BU’s season ends as it lived — full of promise, short on results – The Boston Hockey Blog

STORRS, Conn. — One by one, they skated over to Mikahil Yegorov, who stood frozen in his crease, and offered an embrace.

When Cole Hutson was finished hugging his goaltender, he skated away, dropping his hands to his knees, and looked out across the ice after what was surely his final NCAA game. Cole Eiserman found Hutson. The two best friends embraced, shedding tears. They may never play on the same team again.

“The final score — UConn 5, Boston University 3!” the public address announcer at Toscano Family Ice Forum boomed. BU’s season was over, 28 days earlier than everyone on the team had hoped.

Standing off to the side as UConn’s players celebrated advancing to TD Garden with friends and family in the arena’s foyer, head coach Jay Pandolfo reflected on his fourth season at the helm.

“It was a tough year for me,” he said. “I don’t think I did a good enough job.”

BU’s season will — and should — be labeled a disappointment. The Terriers stumbled to the finish line unranked with a 17-17-2 record after entering the year ranked No. 2 and as a popular bet to win the national championship. 

Pandolfo explained that early in the season he didn’t get the youngest team in college hockey to understand what it takes to win. It’s unfair, he said, to expect a roster full of 18- and 19-year-olds to already know how to prepare and play the right way.
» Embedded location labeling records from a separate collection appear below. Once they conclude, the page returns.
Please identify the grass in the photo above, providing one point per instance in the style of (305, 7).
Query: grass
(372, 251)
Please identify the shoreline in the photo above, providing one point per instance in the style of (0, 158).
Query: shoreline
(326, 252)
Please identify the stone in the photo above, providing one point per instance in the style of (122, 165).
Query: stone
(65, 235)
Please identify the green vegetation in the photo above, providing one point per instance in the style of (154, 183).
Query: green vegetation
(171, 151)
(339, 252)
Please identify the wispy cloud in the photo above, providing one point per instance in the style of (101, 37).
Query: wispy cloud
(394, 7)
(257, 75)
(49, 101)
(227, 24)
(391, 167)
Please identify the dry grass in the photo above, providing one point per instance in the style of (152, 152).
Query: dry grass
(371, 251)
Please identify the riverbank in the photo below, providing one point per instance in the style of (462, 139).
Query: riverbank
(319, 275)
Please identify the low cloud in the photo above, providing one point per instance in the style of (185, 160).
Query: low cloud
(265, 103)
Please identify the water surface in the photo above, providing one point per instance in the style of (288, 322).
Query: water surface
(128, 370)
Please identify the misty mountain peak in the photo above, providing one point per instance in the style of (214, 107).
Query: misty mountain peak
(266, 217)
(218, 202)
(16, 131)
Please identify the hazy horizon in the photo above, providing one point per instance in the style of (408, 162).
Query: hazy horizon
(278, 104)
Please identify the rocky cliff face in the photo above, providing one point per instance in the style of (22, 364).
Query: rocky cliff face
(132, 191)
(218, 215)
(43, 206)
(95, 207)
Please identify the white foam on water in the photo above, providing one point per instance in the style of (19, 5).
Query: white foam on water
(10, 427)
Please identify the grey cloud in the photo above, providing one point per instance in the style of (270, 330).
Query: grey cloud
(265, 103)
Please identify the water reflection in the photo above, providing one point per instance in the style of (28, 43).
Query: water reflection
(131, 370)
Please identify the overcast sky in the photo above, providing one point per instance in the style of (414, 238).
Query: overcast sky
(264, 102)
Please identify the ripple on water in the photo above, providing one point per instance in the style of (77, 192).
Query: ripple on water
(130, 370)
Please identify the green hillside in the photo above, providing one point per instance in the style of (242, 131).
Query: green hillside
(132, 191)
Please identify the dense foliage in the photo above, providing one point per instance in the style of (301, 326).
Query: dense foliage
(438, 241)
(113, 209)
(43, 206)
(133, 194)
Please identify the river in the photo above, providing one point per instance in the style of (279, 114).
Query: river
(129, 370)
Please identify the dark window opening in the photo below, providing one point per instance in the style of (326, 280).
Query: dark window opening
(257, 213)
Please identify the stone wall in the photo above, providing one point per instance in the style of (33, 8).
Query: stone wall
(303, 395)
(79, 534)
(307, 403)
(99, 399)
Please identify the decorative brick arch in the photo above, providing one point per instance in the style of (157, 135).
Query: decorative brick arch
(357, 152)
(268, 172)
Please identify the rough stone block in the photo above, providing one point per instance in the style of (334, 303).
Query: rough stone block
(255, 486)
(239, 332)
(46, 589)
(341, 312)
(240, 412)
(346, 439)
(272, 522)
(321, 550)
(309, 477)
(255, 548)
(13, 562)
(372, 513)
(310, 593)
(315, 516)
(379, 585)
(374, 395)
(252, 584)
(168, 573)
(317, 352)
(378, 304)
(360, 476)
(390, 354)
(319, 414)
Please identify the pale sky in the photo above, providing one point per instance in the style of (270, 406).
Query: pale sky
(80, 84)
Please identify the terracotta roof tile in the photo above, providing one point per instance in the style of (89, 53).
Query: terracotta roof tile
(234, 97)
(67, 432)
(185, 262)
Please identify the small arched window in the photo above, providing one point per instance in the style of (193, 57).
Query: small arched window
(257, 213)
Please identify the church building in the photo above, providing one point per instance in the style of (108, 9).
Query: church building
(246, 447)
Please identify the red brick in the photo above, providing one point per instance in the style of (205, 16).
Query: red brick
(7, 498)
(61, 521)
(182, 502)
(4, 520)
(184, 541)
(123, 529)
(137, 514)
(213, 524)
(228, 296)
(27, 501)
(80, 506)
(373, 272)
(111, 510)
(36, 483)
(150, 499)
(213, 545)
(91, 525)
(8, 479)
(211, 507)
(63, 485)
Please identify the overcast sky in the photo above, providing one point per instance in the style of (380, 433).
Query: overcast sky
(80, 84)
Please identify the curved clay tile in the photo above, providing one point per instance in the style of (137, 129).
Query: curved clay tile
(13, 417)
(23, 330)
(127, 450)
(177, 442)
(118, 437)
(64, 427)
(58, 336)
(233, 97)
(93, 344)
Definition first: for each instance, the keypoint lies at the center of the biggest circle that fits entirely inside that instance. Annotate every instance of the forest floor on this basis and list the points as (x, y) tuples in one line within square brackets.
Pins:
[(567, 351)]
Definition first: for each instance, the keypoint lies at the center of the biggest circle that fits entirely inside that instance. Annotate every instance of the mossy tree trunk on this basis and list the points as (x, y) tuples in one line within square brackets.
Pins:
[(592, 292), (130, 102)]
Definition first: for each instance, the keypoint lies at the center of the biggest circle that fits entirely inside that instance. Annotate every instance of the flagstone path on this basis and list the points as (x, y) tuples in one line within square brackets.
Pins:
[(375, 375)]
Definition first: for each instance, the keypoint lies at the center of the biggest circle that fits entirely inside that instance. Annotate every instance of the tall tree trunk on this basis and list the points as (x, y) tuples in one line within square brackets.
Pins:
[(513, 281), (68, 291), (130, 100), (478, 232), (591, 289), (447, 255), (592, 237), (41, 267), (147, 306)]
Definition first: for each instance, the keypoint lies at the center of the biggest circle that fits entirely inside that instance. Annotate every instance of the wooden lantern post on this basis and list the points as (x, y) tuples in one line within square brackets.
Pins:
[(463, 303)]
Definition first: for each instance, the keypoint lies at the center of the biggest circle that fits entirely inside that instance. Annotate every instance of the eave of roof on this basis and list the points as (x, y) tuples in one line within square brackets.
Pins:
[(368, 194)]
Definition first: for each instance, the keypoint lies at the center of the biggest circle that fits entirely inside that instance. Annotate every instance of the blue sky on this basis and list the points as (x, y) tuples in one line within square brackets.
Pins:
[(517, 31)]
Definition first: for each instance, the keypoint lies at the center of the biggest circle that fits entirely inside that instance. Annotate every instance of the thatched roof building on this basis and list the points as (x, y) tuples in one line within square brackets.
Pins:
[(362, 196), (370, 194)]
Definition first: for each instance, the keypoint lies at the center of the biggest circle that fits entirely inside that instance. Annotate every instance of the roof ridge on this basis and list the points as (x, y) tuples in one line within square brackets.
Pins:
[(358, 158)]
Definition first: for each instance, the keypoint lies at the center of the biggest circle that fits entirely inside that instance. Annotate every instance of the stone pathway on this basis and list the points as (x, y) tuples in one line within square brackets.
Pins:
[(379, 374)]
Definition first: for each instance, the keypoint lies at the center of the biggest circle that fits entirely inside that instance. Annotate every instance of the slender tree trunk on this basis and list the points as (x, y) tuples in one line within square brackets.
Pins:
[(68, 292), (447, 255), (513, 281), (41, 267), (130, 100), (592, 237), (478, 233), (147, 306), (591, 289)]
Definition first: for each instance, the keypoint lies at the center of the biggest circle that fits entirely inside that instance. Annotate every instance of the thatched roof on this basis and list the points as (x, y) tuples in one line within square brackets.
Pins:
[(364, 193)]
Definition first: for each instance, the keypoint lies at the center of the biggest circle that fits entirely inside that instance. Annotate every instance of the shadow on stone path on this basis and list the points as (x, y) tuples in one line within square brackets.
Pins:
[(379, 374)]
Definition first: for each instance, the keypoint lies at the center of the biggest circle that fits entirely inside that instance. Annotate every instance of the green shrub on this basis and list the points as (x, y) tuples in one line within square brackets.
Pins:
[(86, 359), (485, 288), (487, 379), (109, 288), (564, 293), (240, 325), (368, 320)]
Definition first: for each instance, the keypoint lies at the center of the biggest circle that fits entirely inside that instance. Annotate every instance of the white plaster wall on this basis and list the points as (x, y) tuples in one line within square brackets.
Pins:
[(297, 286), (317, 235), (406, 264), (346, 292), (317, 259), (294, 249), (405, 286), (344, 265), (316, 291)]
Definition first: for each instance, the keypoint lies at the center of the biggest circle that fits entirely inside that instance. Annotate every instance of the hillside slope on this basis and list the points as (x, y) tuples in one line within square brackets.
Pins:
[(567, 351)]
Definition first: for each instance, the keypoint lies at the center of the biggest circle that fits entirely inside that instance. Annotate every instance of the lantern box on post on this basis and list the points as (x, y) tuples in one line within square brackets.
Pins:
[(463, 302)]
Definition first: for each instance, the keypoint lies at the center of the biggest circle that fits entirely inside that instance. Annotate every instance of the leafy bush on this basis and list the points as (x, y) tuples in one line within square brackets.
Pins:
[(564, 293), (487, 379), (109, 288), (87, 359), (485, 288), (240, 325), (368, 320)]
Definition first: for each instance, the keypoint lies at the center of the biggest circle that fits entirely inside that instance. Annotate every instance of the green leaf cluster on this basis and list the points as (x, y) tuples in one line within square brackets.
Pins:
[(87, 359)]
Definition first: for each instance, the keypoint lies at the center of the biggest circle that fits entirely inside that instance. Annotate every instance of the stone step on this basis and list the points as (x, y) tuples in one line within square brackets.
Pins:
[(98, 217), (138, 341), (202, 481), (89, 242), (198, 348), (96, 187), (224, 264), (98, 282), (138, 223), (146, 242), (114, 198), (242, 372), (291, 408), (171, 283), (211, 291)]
“The message has to be constant and I don’t think I did a good enough job,” he said.

What BU lacked in polish on Saturday, it didn’t lack in fight, which rang true until the final buzzer sounded. Despite making “too many costly mistakes,” as Pandolfo put it, the Terriers punched back. But that’s what’s frustrating about BU’s season — time and time again, the Terriers simply didn’t show up. The last regular season game against UMass Lowell is the starkest example: with a first-round bye on the line, they fell flat against a beatable opponent in a crucial matchup.

Cristina Romano

That wasn’t the case on Saturday. BU fought until the clock struck zero; it just couldn’t mask its mistakes in the end.

Every Husky goal was the result of either a turnover, missed coverage, or the Terriers’ inability to clear their defensive zone, but each time, there BU was, pushing right back.

When the Terriers were down 1-0, Tynan Lawrence intercepted a dump-in and sprang free to tie the game. Down 2-1, Charlie Tretheway made a goal-saving block. Then Jack Murtagh — playing one of his best games of the season — refused to give up on a loose puck and converted, knotting it at two. Down 4-2 in the third — a situation in which BU had folded all season — Ben Merrill chased down a loose puck, weaved through the neutral zone, cut in, and scored to pull his team back within one.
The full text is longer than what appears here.